Delegates packed out a vital fringe meeting on the need for a New Deal for Workers in Brighton during TUC Congress on Tuesday, hosted by the Institute of Employment Rights (IER) and the Campaign for Trade Union Freedom (CTUF), and chaired by Sarah Woolley of the BFAWU and CTUF.
The event was also marking the fiftieth anniversary of the Pentonville 5, with different speakers effectively linking the lessons of those historical disputes with the deepening class struggles of today.
The event was opened by Professor Keith Ewing who highlighted the importance of putting pressure on Keir Starmer to implement a pro-union agenda – including the New Deal for Workers agreed by the 2021 Labour Conference – if he wins a future election, cautioning the example of how Blair and Brown’s Government didn’t repeal anti-union laws the Tories had introduced.
Next speaker Dr.
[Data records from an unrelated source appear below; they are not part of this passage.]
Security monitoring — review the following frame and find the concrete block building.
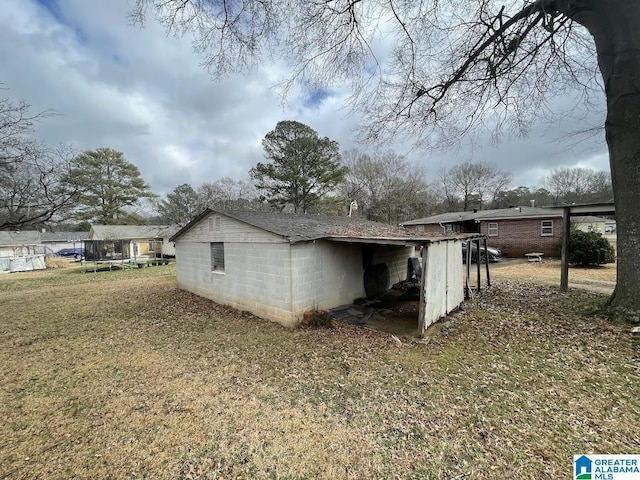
[170,209,463,327]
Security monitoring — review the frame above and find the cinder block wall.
[480,218,562,257]
[291,240,364,320]
[176,241,296,327]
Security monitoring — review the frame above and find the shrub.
[569,230,616,266]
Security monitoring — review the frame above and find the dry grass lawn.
[0,267,640,479]
[488,259,616,294]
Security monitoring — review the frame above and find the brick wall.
[480,217,562,257]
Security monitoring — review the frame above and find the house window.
[211,242,224,272]
[209,217,222,232]
[540,220,553,237]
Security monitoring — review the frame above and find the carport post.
[484,237,491,287]
[560,206,571,292]
[475,238,480,291]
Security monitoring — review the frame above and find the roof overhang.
[545,202,616,215]
[323,233,486,247]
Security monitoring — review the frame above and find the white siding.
[371,245,415,287]
[418,240,464,334]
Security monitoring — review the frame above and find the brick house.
[402,207,562,257]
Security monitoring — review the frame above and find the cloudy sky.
[0,0,609,194]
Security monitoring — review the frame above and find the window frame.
[209,242,225,273]
[540,220,554,237]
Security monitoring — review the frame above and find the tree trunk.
[576,0,640,323]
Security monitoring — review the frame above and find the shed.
[40,232,89,253]
[171,209,480,331]
[85,225,178,261]
[0,231,47,273]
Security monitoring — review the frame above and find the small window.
[211,242,224,272]
[209,217,222,232]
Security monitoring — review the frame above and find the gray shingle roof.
[402,207,562,225]
[40,232,89,242]
[171,209,468,243]
[219,211,410,243]
[89,225,178,240]
[0,230,40,246]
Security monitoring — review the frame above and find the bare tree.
[197,177,262,211]
[133,0,640,321]
[438,162,511,210]
[343,150,433,224]
[0,93,79,230]
[542,167,613,205]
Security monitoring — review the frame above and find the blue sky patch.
[304,88,330,107]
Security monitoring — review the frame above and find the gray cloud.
[0,0,608,197]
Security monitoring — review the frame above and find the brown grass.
[0,266,640,479]
[488,260,616,293]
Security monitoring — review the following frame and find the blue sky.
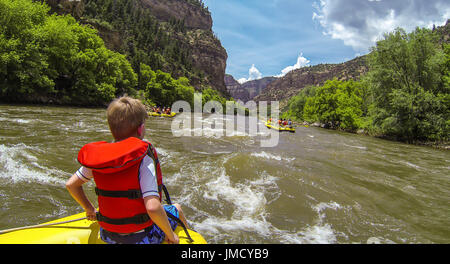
[203,0,450,82]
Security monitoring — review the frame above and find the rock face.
[253,56,368,108]
[225,74,278,102]
[46,0,229,96]
[141,0,213,31]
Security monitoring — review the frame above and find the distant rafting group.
[148,106,176,117]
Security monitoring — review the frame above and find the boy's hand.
[85,207,97,221]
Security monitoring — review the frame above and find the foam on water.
[250,151,295,162]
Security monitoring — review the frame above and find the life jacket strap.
[95,187,142,200]
[97,212,150,225]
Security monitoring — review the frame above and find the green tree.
[369,28,449,142]
[303,79,362,131]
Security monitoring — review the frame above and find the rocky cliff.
[225,74,278,102]
[46,0,229,96]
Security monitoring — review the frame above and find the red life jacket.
[78,137,164,233]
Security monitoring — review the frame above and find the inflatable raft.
[148,112,177,117]
[264,122,295,133]
[0,213,206,244]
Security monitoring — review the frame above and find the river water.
[0,105,450,244]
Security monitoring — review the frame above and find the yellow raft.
[148,112,177,117]
[265,122,295,133]
[0,213,206,244]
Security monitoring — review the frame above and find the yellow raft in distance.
[264,122,295,133]
[0,213,207,244]
[148,112,177,117]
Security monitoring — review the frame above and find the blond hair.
[106,96,148,140]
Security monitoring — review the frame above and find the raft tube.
[148,112,177,117]
[265,122,295,133]
[0,213,206,244]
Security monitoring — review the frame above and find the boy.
[66,97,187,244]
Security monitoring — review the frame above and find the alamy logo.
[171,93,279,147]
Jo Grady, UCU General Secretary, emphasised that if we are to deliver real change, we must rely on our own strength and organising up and down the country, including in terms of defeating the upcoming anti-union laws.
Delegates cheered as she closed her speech by urging all unions and community groups to back all those “rising up” at this important moment, including upcoming RMT, CWU and UCU strikes.
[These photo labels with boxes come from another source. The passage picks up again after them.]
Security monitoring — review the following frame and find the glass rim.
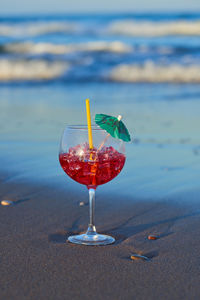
[65,124,105,131]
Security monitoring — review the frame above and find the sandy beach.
[0,166,200,300]
[0,9,200,300]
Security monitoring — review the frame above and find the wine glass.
[59,125,126,245]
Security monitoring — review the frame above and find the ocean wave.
[105,20,200,37]
[0,22,80,37]
[0,59,69,81]
[1,41,133,54]
[109,61,200,83]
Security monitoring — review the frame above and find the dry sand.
[0,174,200,300]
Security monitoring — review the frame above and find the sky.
[0,0,200,15]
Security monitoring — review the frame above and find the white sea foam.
[0,22,79,37]
[109,61,200,83]
[4,41,133,54]
[0,59,69,81]
[105,20,200,36]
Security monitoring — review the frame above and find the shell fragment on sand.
[131,254,150,261]
[1,200,14,206]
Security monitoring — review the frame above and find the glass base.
[68,233,115,246]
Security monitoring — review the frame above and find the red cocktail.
[59,144,125,189]
[59,125,126,245]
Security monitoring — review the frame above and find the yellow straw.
[85,99,93,149]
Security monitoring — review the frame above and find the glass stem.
[87,189,97,235]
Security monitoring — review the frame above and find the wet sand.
[0,168,200,300]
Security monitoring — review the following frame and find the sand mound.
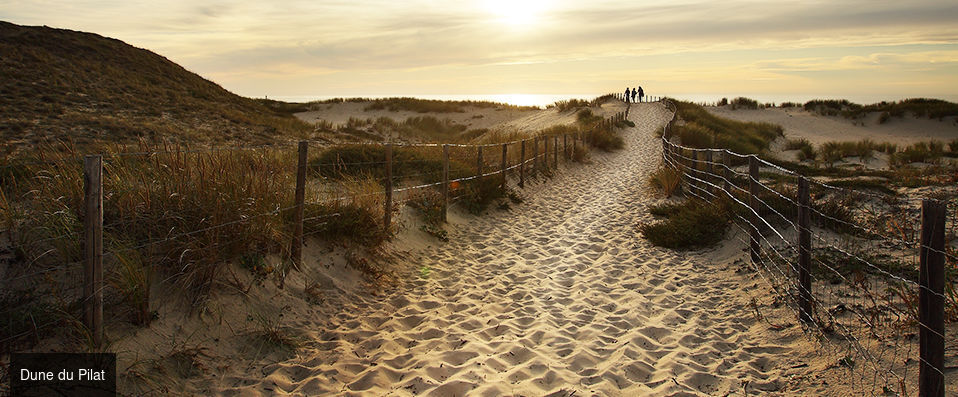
[705,106,958,146]
[211,104,832,396]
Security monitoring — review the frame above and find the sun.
[483,0,547,27]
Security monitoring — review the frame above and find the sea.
[270,90,958,108]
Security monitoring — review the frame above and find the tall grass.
[550,99,592,112]
[674,101,783,154]
[639,199,731,249]
[785,138,818,161]
[731,97,758,110]
[365,97,538,113]
[649,165,682,197]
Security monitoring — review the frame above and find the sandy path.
[220,104,808,396]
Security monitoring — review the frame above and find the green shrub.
[673,100,783,154]
[732,97,758,110]
[639,199,730,249]
[673,122,713,148]
[588,128,625,152]
[461,175,507,215]
[819,141,842,168]
[551,99,591,112]
[649,165,682,197]
[890,141,944,166]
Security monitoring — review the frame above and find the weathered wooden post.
[442,145,449,222]
[703,149,718,194]
[476,145,482,178]
[292,141,309,270]
[748,154,761,264]
[542,136,549,170]
[383,143,393,234]
[83,155,103,347]
[722,150,732,196]
[552,135,559,169]
[532,137,539,170]
[798,176,814,324]
[519,139,526,187]
[499,143,509,190]
[918,199,946,397]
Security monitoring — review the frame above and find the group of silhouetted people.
[623,86,645,103]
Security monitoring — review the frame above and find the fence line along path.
[207,103,816,396]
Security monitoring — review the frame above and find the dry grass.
[649,165,682,197]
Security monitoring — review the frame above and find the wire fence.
[662,98,958,395]
[0,99,627,352]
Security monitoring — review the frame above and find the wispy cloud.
[0,0,958,95]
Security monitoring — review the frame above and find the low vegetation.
[804,98,958,123]
[639,199,730,250]
[673,101,783,154]
[362,97,538,113]
[730,97,759,110]
[649,165,682,197]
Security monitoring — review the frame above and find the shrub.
[819,141,842,168]
[575,109,602,125]
[785,138,812,150]
[875,142,898,154]
[649,165,682,197]
[461,175,507,215]
[732,97,758,110]
[890,141,944,166]
[588,128,625,152]
[572,145,590,163]
[639,199,730,249]
[675,101,783,154]
[674,122,713,148]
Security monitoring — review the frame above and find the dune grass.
[639,199,730,250]
[0,22,312,149]
[364,97,538,113]
[729,97,759,110]
[804,98,958,123]
[649,165,682,197]
[673,100,783,154]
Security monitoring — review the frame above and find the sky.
[0,0,958,101]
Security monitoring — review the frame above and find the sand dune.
[197,104,848,396]
[705,106,958,145]
[296,101,626,136]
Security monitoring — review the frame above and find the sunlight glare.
[484,0,546,26]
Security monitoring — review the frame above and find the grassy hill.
[0,21,311,154]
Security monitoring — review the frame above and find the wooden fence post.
[552,135,559,169]
[918,199,946,397]
[83,155,103,347]
[722,150,732,196]
[499,143,509,190]
[702,149,718,194]
[798,176,814,324]
[519,139,526,187]
[748,154,761,264]
[542,136,549,170]
[292,141,309,272]
[476,146,482,178]
[532,137,539,170]
[383,143,393,234]
[442,145,449,222]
Lord John Hendy QC focused much of his contribution on the importance of strong trade unionism and collective bargaining in terms of exercising collective strength and defending living standards.
Since a peak of 85% of Workers covered by collective bargaining in 1979, collective bargaining now stands at only 23%.
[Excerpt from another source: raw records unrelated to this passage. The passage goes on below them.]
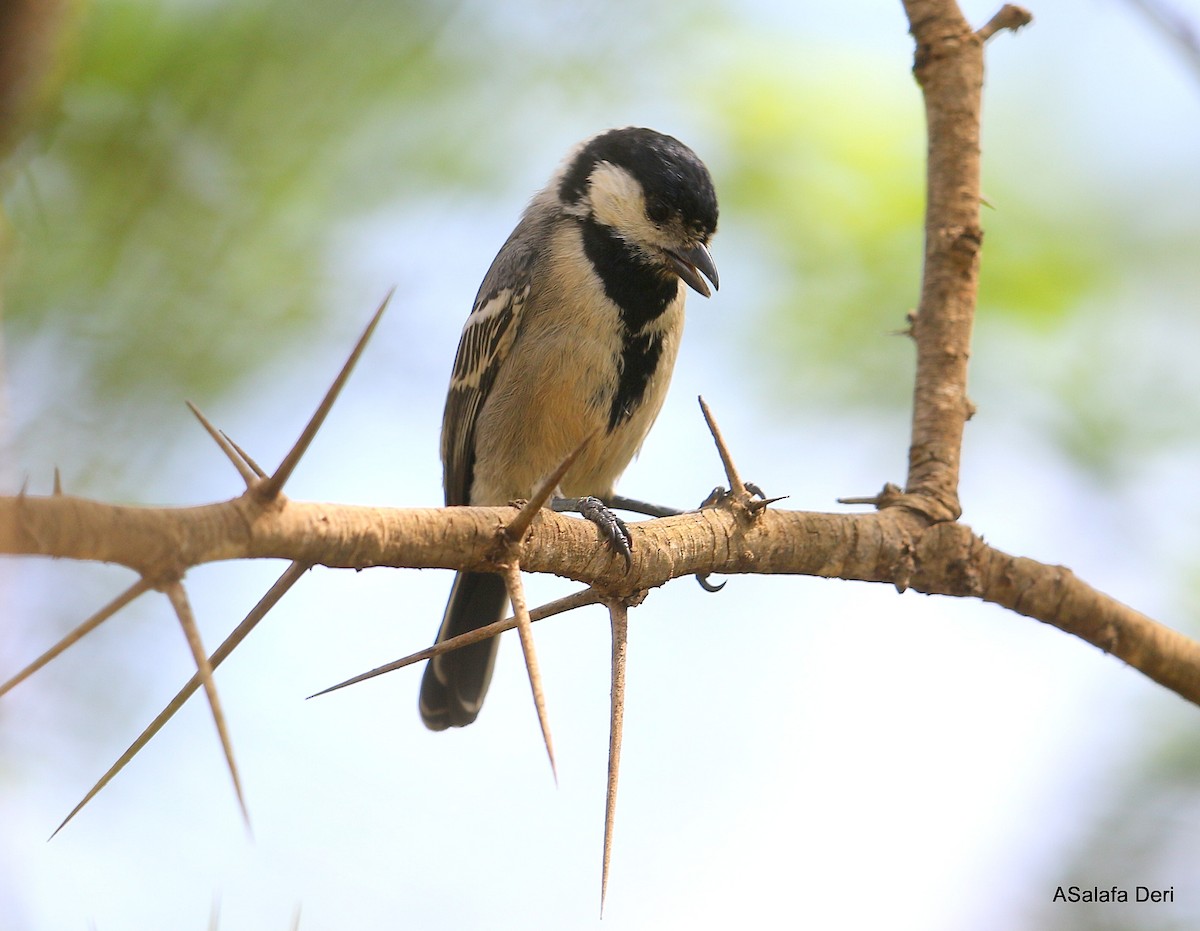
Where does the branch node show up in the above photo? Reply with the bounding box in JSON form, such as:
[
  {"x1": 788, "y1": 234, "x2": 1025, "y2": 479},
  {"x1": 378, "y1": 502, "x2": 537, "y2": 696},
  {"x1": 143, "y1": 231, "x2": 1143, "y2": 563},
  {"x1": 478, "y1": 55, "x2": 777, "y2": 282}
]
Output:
[{"x1": 976, "y1": 4, "x2": 1033, "y2": 42}]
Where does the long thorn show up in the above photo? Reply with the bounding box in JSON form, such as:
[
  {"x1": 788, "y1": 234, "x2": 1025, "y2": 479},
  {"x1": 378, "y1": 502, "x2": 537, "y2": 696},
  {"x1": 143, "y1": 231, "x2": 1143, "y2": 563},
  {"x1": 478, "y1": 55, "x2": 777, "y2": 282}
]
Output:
[
  {"x1": 308, "y1": 588, "x2": 600, "y2": 698},
  {"x1": 184, "y1": 401, "x2": 257, "y2": 488},
  {"x1": 504, "y1": 561, "x2": 558, "y2": 786},
  {"x1": 504, "y1": 431, "x2": 596, "y2": 542},
  {"x1": 697, "y1": 397, "x2": 746, "y2": 498},
  {"x1": 258, "y1": 288, "x2": 396, "y2": 500},
  {"x1": 221, "y1": 430, "x2": 266, "y2": 479},
  {"x1": 166, "y1": 581, "x2": 250, "y2": 828},
  {"x1": 0, "y1": 578, "x2": 150, "y2": 695},
  {"x1": 600, "y1": 601, "x2": 629, "y2": 918},
  {"x1": 50, "y1": 563, "x2": 308, "y2": 837}
]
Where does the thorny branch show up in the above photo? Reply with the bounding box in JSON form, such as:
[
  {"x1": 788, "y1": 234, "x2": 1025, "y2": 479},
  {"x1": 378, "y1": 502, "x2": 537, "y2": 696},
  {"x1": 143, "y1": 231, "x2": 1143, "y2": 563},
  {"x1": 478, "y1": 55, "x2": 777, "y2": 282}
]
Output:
[{"x1": 0, "y1": 0, "x2": 1200, "y2": 907}]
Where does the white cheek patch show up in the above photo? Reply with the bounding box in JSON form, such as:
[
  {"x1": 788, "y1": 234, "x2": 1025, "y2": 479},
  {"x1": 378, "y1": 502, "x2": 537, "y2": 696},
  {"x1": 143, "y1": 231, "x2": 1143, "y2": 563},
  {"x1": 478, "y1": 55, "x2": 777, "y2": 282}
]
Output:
[{"x1": 588, "y1": 162, "x2": 662, "y2": 242}]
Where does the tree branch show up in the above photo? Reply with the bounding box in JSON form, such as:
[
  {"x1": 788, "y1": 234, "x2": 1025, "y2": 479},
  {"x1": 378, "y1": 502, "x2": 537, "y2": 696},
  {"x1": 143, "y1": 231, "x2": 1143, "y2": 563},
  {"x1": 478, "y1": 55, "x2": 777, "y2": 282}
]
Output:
[
  {"x1": 904, "y1": 0, "x2": 983, "y2": 521},
  {"x1": 9, "y1": 492, "x2": 1200, "y2": 704}
]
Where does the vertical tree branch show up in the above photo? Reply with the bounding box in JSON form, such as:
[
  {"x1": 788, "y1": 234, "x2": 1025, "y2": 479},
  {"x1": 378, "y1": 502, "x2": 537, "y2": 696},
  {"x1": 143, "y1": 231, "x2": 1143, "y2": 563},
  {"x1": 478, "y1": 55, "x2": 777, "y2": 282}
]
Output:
[{"x1": 904, "y1": 0, "x2": 983, "y2": 521}]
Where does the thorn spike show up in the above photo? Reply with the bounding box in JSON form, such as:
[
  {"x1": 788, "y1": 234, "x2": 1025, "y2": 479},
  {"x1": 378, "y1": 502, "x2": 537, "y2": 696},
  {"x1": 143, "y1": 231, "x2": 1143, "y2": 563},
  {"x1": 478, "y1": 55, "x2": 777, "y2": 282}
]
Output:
[
  {"x1": 600, "y1": 601, "x2": 629, "y2": 918},
  {"x1": 504, "y1": 563, "x2": 558, "y2": 786},
  {"x1": 258, "y1": 288, "x2": 396, "y2": 500},
  {"x1": 50, "y1": 563, "x2": 308, "y2": 839},
  {"x1": 0, "y1": 578, "x2": 150, "y2": 695},
  {"x1": 308, "y1": 588, "x2": 600, "y2": 698},
  {"x1": 166, "y1": 579, "x2": 250, "y2": 827},
  {"x1": 697, "y1": 397, "x2": 746, "y2": 498},
  {"x1": 184, "y1": 401, "x2": 254, "y2": 488},
  {"x1": 504, "y1": 431, "x2": 598, "y2": 542}
]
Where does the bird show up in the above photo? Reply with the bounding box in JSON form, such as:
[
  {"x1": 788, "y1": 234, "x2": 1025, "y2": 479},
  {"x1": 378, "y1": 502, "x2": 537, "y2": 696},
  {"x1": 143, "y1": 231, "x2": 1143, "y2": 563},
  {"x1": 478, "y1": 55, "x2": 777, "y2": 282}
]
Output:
[{"x1": 419, "y1": 126, "x2": 720, "y2": 731}]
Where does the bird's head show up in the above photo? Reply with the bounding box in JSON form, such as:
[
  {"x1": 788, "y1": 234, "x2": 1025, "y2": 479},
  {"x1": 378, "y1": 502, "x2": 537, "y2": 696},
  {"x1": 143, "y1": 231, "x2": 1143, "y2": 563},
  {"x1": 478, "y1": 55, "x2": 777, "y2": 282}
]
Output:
[{"x1": 558, "y1": 127, "x2": 720, "y2": 298}]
To change this now means we “have to reverse the changes that brought about the destruction of collective bargaining,” including through the repeal of the anti-union laws.
Moving forward, we need to link up all fronts “in the battle against capitalism,” joining together in solidarity to resist the ruling class offensive.
RMT General Secretary Mick Lynch then received rapturous applause as he explained all politicians need to make it clear “what side you’re on” in the battles ahead – the simple equation is whether you’re on the side of the workers or the bosses.
The Tories may be in crisis but they “have us in their sights,” and are seeking to stop the revival in confidence of working people in resisting austerity, including through even more anti-union laws.
This means “we need to call for the repeal of all the anti-union laws… Every single one of them,” and be clear that what we want now is a bill of rights for workers and a real new deal for workers that gives positive rights across the board.
General Federation of Trade Unions (GFTU) General Secretary Doug Nicholls gave an important historical outline of the attacks on working people and their rights since the 1970s, and linked this to those who represent finance capital today and are now seeking to even further destroy our communities, with an inevitable new wave of cuts coming.
A new deal for workers must also be a new deal for our communities and the country as a whole.
Part of winning this must be a new wave of labour movement political education. Trade unions must again “be schools for socialism.” And they must work permanently in alliance with those organising in our communities, and for social action.
And we must oppose those Tories who are “beating the war drums” against China in particular in a bid to district from their disastrous failures and the deepening crisis.
PCS General Secretary Mark Serwotka focused on the important theme of learning the lessons of recent decades, including victories and defeats our movement has faced.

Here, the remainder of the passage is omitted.